Hope Springs is the story of a marriage.  Not a shiny new marriage, but one that has seen 31 years of good times and bad, children raised and routines developed.  31 years is a long time – sometimes people forget how to be a couple and turn into strangers.  That’s exactly what has happened to Kay (Streep) and   Arnold (Jones).  They sleep in separate rooms (more comfortable for his back), have completely separate routines and have so few points of connection that it’s as if they each live alone in the house they’ve shared for years.

Kay is desperately unhappy about the situation and signs the couple up for a week of intensive marriage counseling in a remote little town in Maine.  Arnold strenuously objects – he sees nothing wrong with their life.  The movie follows Arnold and Kay to Maine and into the deeply awkward realms of fixing a relationship that has become completely sterile.

Hope Springs addresses a very real problem.  Anyone who has been married for more than 5 minutes knows that it takes work to keep it all together.  Just because a couple has aged together does not mean they have maintained any sort of intimacy.  And a long marriage doesn’t mean a happy marriage.  As we watch Kay and Arnold struggle with even the smallest forms of physical affection, it’s clear that this couple has grown so far apart that they need to start nearly from scratch.

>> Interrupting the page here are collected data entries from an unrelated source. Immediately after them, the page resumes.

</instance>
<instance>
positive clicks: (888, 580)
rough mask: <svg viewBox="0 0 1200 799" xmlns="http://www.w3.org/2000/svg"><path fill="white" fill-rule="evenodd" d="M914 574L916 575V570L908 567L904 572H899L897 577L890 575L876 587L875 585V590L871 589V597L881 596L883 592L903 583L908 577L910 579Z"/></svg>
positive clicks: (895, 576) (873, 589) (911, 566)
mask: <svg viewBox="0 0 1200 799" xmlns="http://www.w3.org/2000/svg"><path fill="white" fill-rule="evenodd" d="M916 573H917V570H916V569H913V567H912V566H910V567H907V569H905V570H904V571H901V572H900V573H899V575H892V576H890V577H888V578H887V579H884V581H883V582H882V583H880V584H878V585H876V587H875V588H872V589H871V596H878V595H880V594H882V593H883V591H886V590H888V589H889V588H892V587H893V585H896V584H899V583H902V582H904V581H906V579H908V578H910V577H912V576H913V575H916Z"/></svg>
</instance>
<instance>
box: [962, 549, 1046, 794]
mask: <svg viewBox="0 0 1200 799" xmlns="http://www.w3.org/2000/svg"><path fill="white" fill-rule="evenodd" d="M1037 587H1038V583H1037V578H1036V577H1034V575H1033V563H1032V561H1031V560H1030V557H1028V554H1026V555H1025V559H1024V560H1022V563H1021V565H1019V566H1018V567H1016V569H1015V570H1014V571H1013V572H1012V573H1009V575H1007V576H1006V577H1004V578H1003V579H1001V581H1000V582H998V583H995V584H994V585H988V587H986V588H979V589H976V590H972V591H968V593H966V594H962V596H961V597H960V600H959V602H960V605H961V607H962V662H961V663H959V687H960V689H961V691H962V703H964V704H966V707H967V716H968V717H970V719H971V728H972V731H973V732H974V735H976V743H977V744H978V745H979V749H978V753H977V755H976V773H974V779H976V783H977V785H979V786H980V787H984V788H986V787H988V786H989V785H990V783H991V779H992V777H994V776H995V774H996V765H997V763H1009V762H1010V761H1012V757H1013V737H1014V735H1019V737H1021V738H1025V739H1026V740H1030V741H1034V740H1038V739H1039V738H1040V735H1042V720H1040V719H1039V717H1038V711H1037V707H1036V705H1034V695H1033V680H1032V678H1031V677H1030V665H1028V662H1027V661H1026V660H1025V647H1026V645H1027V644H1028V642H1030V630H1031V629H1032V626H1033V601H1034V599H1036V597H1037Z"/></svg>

Streep and Jones are excellent as the unhappy Kay and the grumpy old man Arnold.  The problem is that they seem to exist in a warped world – one where a woman in her 50s is wearing panty hose and housedresses and fixing the same breakfast for her taciturn husband each day.  I don’t know anyone like that anymore – it’s as if director David Frankel is making a period piece set in the 1950s…but he isn’t.  The incongruence between Kay as a modern woman with a job and the gumption to sign herself and her husband up for a week of therapy and the dowdy role she plays in her own life is jarring.  Perhaps the filmmakers figured that people are still like that in the Midwest (Kay and Arnold live in Omaha).  They figured wrong.  This misstep seriously detracts from the tone of the film – making it almost into parody of this hapless couple living in the past.

The actual therapy portion of the film is sweet and sad and funny.  Steve Carell is Dr. Feld and he plays his role as a very soft-spoken, honest and open therapist absolutely straight.  There is no silliness whatsoever in this role and Carell handles it well, but I think I would have had an easier time with another actor in the part – I kept expecting him to do something.  Anything.  But he didn’t – his character is bland and laid back.  It’s not a bad character; it’s just not really much of a character at all.  Anyone could have played Dr. Feld.  As Arnold and Kay open up about their marriage and the turns it has taken, they are so vulnerable it’s almost hard to watch.  Veterans Streep and Jones make the most of these moments, easing the tension without losing the emotional resonance.

The basic story ends up playing out as a cliché, for the most part.  There aren’t really any surprises in how things end up, but the movie is more about the journey and the awakening of this couple to how far they’ve strayed from their early relationship.  In that sense it works.  Overall, the great performances from Streep and Jones probably save Hope Springs from being ridiculous.  Despite the unrealistic set-up, the actors bring life to the story of this marriage and the things they need to do to fix it.  The Maine setting is quaint and sweet and the couple fits in despite being anachronisms from another era.  Recommended for audiences over 40 and fans of the stars.  3 stars out of 5.